IMMIGRATION : La galère des demandeurs d’asile en France


Ils sont 45 demandeurs d’asile (Congolais, Angolais, Sahraouis, Togolais, Nigérians…) qui vivent depuis six mois sous un pont désaffecté à Beauvais, une ville située à 78 km au nord de Paris. Et pourtant ils disposent de papiers provisoires qui leur permettent de circuler librement en attendant l’évolution de leur dossier de régularisation déposé à la préfecture. Celle-ci a le devoir de les héberger notamment dans les CADA (centres d’accueils des demandeurs d’asile) mais ceux-ci sont souvent pleins. Alors ils se tournent vers un camping municipal avant d’en être délogés. Et faute d’une autre solution, ils se retrouvent à la rue et sous des bâches emménagés de manière sommaire. Ils ont rebaptisé ironiquement leur campement de fortune « Hôtel 5 étoiles » avec une voie principale appelée « Rue du droit d’asile ».

Des conditions de vie difficile

La vie s’est organisée au fil des mois sous le pont avec une promiscuité gênante. Les femmes au nombre de quatre ainsi que deux mineurs ont finalement trouvé un hébergement. Ceux qui restent bénéficient de l’aide d’associations locales et de bonnes volontés mais vivent dans des conditions difficiles. « On se cotise pour acheter du riz et de la semoule pour faire à manger, explique Lazare, le porte-parole du groupe. Avant on mangeait à la Boutique solidarité d’Emmaüs (Ndlr, une organisation caritative) mais ce n’est plus possible depuis qu’on perçoit chacun une allocation quotidienne de 10 euros versés par l’Etat. Maintenant on n’a plus droit qu’à une douche dans la journée car le local n’ouvre que le matin. On a réclamé en vain des toilettes publiques alors on se débrouille comme on peut pour faire nos besoins dans la nature ».

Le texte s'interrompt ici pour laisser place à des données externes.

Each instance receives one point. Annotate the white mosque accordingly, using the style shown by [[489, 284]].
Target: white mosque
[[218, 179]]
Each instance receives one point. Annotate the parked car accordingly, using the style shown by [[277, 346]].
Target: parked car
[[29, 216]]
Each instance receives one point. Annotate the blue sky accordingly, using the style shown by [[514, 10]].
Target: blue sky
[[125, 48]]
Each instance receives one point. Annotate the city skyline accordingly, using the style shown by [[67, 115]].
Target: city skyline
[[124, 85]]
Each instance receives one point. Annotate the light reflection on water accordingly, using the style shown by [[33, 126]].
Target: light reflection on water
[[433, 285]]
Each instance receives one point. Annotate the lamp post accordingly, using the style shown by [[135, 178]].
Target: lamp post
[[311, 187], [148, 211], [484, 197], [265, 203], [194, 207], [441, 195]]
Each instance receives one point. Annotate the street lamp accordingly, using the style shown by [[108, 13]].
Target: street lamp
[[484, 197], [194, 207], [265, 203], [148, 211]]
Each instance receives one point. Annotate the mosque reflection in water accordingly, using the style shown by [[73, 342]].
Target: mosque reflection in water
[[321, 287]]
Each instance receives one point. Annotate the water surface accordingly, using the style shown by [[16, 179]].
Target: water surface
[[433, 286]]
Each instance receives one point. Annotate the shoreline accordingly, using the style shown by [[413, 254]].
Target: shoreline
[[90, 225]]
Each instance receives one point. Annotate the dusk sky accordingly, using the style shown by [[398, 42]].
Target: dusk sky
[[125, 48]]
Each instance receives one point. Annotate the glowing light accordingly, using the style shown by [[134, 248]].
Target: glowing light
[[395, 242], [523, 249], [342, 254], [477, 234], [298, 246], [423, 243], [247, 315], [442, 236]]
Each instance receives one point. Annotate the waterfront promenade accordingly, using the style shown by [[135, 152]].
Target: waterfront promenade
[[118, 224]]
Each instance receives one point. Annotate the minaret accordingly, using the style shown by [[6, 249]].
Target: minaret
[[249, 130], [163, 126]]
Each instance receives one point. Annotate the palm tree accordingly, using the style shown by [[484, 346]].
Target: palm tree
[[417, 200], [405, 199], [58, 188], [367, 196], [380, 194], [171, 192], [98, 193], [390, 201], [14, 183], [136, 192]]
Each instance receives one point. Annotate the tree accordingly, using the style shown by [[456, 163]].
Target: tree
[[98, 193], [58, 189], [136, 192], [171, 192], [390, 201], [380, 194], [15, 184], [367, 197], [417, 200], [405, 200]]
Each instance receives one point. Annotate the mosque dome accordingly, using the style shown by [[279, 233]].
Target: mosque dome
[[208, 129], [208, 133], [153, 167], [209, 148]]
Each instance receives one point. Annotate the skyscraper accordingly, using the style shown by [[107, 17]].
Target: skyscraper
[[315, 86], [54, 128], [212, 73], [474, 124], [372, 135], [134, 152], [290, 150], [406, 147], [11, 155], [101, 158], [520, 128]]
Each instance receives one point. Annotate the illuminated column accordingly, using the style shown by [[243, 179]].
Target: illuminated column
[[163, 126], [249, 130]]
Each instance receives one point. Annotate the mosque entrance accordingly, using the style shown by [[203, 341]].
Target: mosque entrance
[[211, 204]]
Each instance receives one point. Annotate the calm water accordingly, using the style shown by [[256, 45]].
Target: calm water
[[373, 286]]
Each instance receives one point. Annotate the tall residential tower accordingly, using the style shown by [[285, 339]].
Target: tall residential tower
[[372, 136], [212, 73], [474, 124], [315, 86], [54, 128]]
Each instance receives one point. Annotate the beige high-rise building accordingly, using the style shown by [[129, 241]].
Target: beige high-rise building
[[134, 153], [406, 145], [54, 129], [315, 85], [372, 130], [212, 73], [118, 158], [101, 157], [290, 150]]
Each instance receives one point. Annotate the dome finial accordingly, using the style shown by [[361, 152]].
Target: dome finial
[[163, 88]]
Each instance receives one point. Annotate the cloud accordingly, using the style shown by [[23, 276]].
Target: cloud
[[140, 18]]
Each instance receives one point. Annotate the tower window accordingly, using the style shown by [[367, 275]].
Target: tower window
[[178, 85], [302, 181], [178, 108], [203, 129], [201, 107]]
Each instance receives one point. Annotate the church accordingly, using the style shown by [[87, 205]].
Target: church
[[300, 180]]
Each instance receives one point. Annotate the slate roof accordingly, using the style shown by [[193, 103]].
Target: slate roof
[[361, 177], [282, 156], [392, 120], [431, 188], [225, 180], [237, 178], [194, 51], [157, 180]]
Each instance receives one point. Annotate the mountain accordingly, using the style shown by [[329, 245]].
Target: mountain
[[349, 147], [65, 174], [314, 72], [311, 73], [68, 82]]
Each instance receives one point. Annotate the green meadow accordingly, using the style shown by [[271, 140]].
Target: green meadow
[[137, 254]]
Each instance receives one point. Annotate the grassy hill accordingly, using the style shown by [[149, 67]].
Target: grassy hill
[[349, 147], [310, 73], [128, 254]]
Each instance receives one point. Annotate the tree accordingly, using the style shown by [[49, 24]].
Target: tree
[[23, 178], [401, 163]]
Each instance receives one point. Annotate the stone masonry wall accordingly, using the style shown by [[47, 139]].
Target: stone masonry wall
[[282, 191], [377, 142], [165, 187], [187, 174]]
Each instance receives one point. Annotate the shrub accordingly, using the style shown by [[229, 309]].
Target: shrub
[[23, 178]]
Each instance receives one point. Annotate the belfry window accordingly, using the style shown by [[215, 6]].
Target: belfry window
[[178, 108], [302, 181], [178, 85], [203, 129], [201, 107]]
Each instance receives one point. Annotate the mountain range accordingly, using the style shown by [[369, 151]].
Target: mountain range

Pis encore, le maire (UMP, droite) de Beauvais a engagé récemment une procédure judiciaire en vue d’expulser le groupe du lieu qu’il squatte. Selon Tidiane Koïta, un Mauritanien d’origine responsable du Pôle solidarité de la ville, « l’hébergement des demandeurs d’asile n’est pas de notre ressort et Mme le maire a interpellé à plusieurs reprises l’Etat qui en a la charge. Mais nous avons la responsabilité morale et humaine de ne pas laisser ces gens exposés aux intempéries, au risque d’incendie, etc. C’est pourquoi nous avons engagé cette procédure pour renvoyer chacun devant ses responsabilités. »

Solidarité Migrants qui soutient les demandeurs d’asile crie au scandale. « Nous sommes très surpris par cette démarche, confie Rose-Marie Monteil, présidente de l’association. Non seulement on les abandonne à leur sort mais on veut les mettre à la rue alors qu’ils y sont déjà ! ». Quant aux demandeurs d’asile, ils ne savent plus à quel hébergement se vouer. « Il y a la pluie, le froid, on ne dort pas bien et je ne pensais pas vivre ça en France », avoue leur porte-parole. Lui et ses camarades d’infortune réalisent qu’avant de profiter de ce qu’ils pensaient être un Eldorado il faut déjà galérer pour trouver un lieu pour faire…dodo.